Taki made a sound of annoyance; a defiance that he struggled to maintain when Klaus pulled off Taki's clothes one by one, none too gently. His naked body was revealed piece by piece.

'Does it turn you on when I touch you here?'

And the tip of his finger slipped into Taki's hole.

'Mmh...'

Klaus watched with a grin as he probed and stretched Taki out. Almost, he thought. That was almost an answer. Let's see how far you'll go.

'How does it feel when I...'

His cock slipped in and filled Taki in one push. Taki gasped and arched himself up into Klaus' body.

'...thrust into you, right to the hilt?'

Klaus' voice emerged strained and tight. He held himself there for a few beats before he began moving, holding Taki down by his shoulders, biting lightly at his neck and earlobes. Taki groaned.

'How does it feel?'

Klaus drew back to angle his hips so he would brush against Taki's sweet spot, making him cling helplessly to the sheets, eyes glazed.

'Tell me,' Klaus said.

Even in his state, a thorny feeling began to overtake Taki.

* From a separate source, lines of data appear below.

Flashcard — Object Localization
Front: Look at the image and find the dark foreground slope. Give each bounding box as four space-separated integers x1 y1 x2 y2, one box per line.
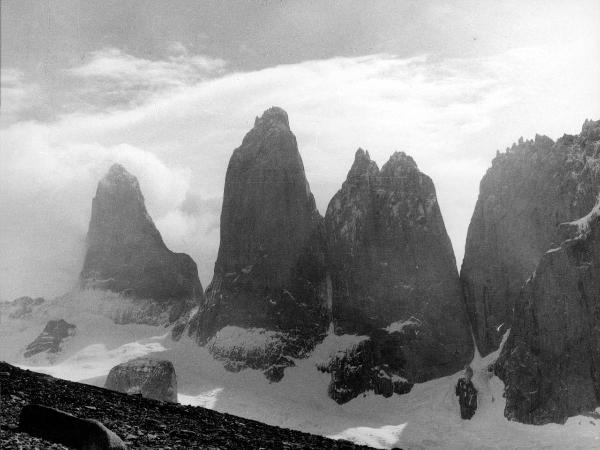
0 362 368 449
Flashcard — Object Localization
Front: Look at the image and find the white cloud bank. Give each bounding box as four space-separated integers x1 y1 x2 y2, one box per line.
0 45 600 300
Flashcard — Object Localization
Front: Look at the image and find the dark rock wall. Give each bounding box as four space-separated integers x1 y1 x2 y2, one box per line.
325 149 473 395
192 107 328 355
496 198 600 424
461 121 600 355
80 164 203 316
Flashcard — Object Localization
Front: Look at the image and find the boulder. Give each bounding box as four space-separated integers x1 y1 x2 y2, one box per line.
24 319 77 358
461 121 600 355
19 404 127 450
2 297 45 319
495 197 600 424
104 357 177 403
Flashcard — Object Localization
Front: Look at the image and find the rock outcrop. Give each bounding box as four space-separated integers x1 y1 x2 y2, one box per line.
191 107 329 378
325 149 473 400
495 197 600 424
461 121 600 355
104 357 177 403
0 297 45 321
24 319 77 358
80 164 203 322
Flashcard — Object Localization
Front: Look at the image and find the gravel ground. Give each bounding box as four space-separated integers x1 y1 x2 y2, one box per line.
0 362 376 450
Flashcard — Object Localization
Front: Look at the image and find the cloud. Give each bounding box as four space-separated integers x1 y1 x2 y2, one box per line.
0 68 39 125
0 44 600 300
67 42 226 106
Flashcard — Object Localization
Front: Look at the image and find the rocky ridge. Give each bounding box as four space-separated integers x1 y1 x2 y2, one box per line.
461 121 600 355
190 107 329 380
325 149 473 402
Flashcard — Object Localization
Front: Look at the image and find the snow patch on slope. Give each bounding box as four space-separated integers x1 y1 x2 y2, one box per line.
0 299 600 449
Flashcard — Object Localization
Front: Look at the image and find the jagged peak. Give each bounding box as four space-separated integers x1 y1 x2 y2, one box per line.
254 106 290 130
381 152 419 172
347 147 379 179
581 119 600 140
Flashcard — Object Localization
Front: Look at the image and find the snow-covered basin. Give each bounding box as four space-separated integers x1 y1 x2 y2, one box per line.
0 294 600 449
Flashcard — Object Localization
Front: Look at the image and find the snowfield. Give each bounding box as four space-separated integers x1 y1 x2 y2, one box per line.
0 294 600 449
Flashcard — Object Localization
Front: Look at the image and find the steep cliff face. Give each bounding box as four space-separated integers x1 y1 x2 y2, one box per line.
461 121 600 355
496 197 600 424
80 164 203 321
325 149 473 395
192 107 327 378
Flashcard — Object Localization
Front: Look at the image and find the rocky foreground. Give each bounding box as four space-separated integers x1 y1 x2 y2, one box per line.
0 362 376 449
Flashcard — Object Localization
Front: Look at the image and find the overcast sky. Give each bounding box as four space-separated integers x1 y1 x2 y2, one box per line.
0 0 600 300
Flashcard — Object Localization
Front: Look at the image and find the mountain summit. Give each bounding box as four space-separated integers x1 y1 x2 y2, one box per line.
80 164 203 312
325 149 473 402
195 107 328 378
461 121 600 355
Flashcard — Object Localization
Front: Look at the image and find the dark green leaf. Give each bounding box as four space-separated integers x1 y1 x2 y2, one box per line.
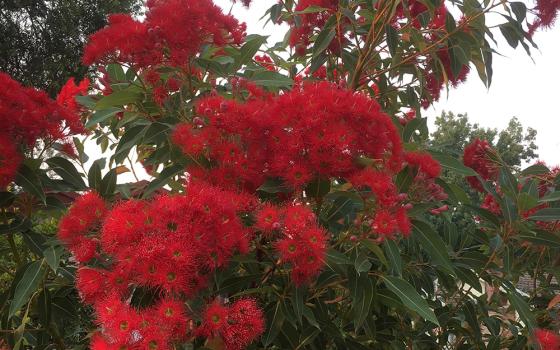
382 276 439 325
46 157 86 190
8 260 46 318
529 208 560 222
16 164 46 203
412 220 455 276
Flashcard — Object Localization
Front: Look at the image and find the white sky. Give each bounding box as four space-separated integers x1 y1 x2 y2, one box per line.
214 0 560 165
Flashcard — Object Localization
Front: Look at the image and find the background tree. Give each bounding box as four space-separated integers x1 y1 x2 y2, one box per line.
0 0 141 96
431 111 538 167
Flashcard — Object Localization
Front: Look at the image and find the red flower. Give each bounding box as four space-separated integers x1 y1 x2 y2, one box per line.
83 0 245 67
463 139 498 192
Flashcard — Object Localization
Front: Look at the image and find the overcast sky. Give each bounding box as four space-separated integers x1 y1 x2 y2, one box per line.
215 0 560 165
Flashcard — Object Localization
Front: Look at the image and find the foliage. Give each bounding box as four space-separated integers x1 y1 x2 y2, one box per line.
0 0 560 349
0 0 141 96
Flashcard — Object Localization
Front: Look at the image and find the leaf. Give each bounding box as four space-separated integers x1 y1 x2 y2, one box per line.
85 107 123 128
292 286 306 324
385 24 399 57
249 70 294 88
88 159 102 192
412 220 456 276
46 157 86 190
95 88 142 110
313 15 336 57
383 239 403 276
113 125 147 164
99 169 117 198
521 164 550 176
142 123 171 145
517 231 560 248
504 281 537 330
235 34 268 67
8 260 46 318
43 246 63 272
430 151 476 176
539 191 560 203
382 276 439 326
529 208 560 222
16 164 47 203
262 300 285 346
142 164 185 198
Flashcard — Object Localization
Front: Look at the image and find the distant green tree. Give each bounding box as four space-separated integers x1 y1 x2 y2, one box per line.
431 111 538 167
0 0 142 96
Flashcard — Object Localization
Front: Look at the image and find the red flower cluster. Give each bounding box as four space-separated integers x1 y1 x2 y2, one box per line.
535 329 560 350
197 299 265 350
83 0 245 67
59 183 263 349
256 205 327 285
463 139 498 192
529 0 560 35
173 82 402 192
0 72 89 188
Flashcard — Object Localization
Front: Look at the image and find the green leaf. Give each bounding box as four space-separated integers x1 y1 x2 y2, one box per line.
516 230 560 248
262 300 285 346
504 281 537 330
383 239 403 276
142 123 171 145
43 246 64 272
539 191 560 203
521 164 550 176
86 107 123 128
46 157 86 190
313 15 336 57
235 34 268 67
142 164 185 198
99 169 117 198
16 164 46 203
430 151 476 176
249 70 294 88
8 260 46 318
95 89 142 110
529 208 560 222
385 24 399 57
412 220 456 276
292 286 306 324
113 125 147 164
88 159 103 192
382 276 439 326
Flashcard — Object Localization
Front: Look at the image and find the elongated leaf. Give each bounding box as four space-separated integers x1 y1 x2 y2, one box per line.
262 300 285 346
529 208 560 221
504 281 537 330
8 260 46 318
539 191 560 202
250 71 294 88
16 164 47 203
86 107 123 128
142 164 185 198
517 231 560 248
382 276 439 325
95 89 142 110
235 34 268 67
46 157 86 190
431 152 476 176
383 239 403 276
412 220 456 276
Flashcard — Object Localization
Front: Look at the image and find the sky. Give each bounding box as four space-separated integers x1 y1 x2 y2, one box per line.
215 0 560 165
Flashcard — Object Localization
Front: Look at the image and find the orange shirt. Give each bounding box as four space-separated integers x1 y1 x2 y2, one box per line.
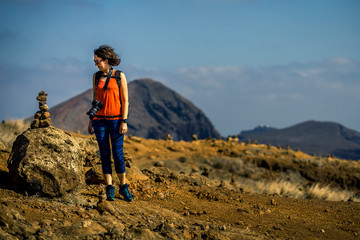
94 70 122 120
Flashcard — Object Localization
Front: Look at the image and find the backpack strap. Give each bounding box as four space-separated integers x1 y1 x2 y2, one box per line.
115 70 130 117
95 71 103 86
115 70 122 106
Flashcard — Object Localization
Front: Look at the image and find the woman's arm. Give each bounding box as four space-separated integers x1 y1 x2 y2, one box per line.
120 72 129 134
88 74 96 134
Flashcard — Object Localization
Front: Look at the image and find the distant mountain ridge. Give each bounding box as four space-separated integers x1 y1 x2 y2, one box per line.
49 79 221 141
238 121 360 160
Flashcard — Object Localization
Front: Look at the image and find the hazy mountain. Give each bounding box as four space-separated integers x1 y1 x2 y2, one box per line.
240 125 277 135
239 121 360 160
49 79 220 140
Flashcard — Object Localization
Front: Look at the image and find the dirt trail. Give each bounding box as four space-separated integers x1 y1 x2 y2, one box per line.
0 134 360 239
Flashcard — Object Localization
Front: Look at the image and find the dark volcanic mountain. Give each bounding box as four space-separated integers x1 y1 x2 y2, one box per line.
239 121 360 160
49 79 220 140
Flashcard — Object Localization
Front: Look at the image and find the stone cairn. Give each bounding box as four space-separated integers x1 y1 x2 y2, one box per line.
30 91 51 129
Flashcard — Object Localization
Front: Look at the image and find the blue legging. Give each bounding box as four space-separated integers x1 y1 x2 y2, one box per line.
93 120 125 174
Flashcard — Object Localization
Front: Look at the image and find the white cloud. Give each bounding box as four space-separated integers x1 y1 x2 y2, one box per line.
0 58 360 135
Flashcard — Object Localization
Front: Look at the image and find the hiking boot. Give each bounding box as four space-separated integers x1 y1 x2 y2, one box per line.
119 184 133 202
106 185 115 201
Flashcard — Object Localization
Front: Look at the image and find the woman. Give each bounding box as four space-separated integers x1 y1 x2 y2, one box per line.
88 45 133 201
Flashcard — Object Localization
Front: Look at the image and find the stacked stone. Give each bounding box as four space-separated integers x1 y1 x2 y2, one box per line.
31 91 51 128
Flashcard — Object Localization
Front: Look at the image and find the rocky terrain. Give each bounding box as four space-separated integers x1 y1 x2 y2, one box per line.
238 121 360 160
45 79 220 141
0 123 360 239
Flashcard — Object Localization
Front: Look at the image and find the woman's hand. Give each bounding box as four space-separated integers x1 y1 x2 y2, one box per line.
88 120 94 134
119 122 127 134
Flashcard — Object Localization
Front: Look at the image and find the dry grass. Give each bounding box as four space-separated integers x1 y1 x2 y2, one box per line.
241 179 360 202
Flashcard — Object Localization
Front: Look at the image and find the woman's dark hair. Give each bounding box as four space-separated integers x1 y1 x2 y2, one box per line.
94 45 121 66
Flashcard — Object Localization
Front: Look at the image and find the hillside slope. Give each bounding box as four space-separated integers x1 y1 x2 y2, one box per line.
49 79 220 140
239 121 360 160
0 124 360 239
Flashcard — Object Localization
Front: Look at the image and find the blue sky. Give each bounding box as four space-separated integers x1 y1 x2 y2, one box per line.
0 0 360 136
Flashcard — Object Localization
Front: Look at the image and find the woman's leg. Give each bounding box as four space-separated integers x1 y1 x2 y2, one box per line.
109 120 125 177
93 120 112 185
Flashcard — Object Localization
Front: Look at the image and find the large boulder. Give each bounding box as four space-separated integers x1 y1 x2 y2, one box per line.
8 127 85 197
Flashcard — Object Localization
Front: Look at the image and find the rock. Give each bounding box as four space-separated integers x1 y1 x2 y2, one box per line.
124 152 149 182
154 161 165 167
30 119 40 129
164 133 173 141
39 118 51 127
34 111 42 119
62 219 107 239
96 201 116 215
39 104 49 112
8 127 84 197
30 91 51 129
0 205 39 236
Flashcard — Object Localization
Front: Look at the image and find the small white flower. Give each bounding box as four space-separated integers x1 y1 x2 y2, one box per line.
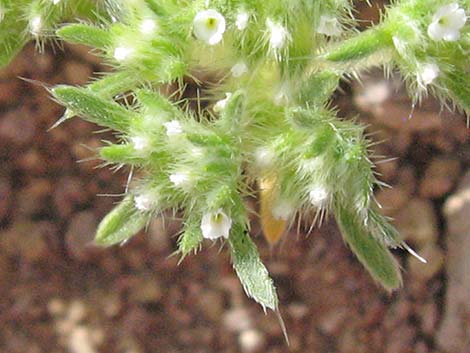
134 191 158 212
29 16 42 36
201 209 232 240
308 185 329 208
190 147 204 158
418 63 440 86
230 61 248 78
140 18 157 34
317 15 341 36
163 120 183 137
170 172 191 189
266 18 291 50
428 3 467 42
235 11 250 31
214 92 232 113
130 136 151 155
254 147 276 169
299 157 325 173
271 200 294 221
193 9 225 45
113 47 134 61
273 82 291 106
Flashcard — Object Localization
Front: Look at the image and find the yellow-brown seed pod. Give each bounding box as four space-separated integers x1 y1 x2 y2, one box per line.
258 176 287 245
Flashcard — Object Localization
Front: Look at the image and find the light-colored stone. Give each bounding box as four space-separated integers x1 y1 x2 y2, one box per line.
238 329 266 353
375 186 411 216
408 244 444 282
419 157 460 198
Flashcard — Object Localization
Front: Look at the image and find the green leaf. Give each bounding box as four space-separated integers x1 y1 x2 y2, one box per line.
0 33 26 68
86 71 139 98
443 68 470 116
178 217 203 258
100 144 142 165
335 205 402 290
229 226 279 311
56 23 112 49
325 28 393 62
51 85 136 132
95 196 148 246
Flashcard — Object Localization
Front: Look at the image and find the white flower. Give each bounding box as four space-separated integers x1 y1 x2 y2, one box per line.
214 93 232 113
299 157 325 173
271 200 294 221
140 18 157 34
201 209 232 240
428 3 467 42
130 136 151 155
317 15 341 36
418 63 440 86
273 82 291 106
29 16 42 36
235 11 250 31
113 47 134 61
134 191 158 212
230 61 248 78
266 18 291 50
163 120 183 137
193 9 225 45
254 147 276 169
308 185 329 208
170 172 191 189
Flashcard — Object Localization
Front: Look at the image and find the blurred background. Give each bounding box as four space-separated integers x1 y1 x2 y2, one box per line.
0 2 470 353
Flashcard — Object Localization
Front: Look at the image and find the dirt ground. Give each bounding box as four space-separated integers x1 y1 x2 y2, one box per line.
0 4 470 353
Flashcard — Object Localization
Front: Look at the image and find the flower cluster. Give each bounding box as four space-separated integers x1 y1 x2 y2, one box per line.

He was used to Klaus' vocalisations during sex, but this time it was different. This time, it was like Klaus was waiting for an answer.

'Come on,' Klaus insisted, his smile playful and wicked as he kept thrusting. Sweat had gathered on his face. 'Tell me. Tell me you want it.'

Klaus relished the moans and Taki's grip on his shoulders and the smell of him and the feel of him. But he wanted to tease something more out of him for the first time.

'Nngh! Ugh... Klaus...'

Taki's utterance, Klaus knew, was a small protest. But still he kept it up, wondering if a little more urging was all it would take, imagining how it would feel to hear him say it felt good. Or that he liked it. Or anything.

'Just say it.'

Taki felt as though he was in the middle of a glaring, interrogative spotlight. Not for the first time, it was only Klaus waiting for a simple reply to a simple request. Something that anyone else would have been able to give him. And yet...

Someone who deserves your light.

It's not me, Taki realised yet again. He turned away, his lips tight and only barely holding back the moans that were pushed from him with each thrust. He felt tears smart his eyes.

'Come on,' Klaus urged. 'Say it -'

'Stop.'

It took Klaus a second for the word to sink in.

It was the first time since they were in the middle of the war, since Klaus had vowed never to touch him without his consent again, that Taki had ever told him to stop.

'Taki -'

'Please, just...'

Taki couldn't look at him.

'Stop. Just... get off.'

He didn't mean for it to sound so harsh. He only needed a second to gather himself. He needed a breather so he could come to terms with an inadequacy that seemed new but was the oldest one he had nurtured.

Klaus felt Taki closing to him. He was both inside Taki and suddenly far away. Taki's face was turned to the side and he was doing all he could to avoid Klaus' eye.

After all that time, Klaus couldn't stand it when Taki turned away from him.

It wasn't a snap decision so much as his handing over the reins completely to the creature within. The one who controlled both himself and Taki in that moment.

Suddenly he had held Taki's hands down above his head. And thrust in again.


Taki let out a small cry. His eyes widened and he turned to look at Klaus in confusion.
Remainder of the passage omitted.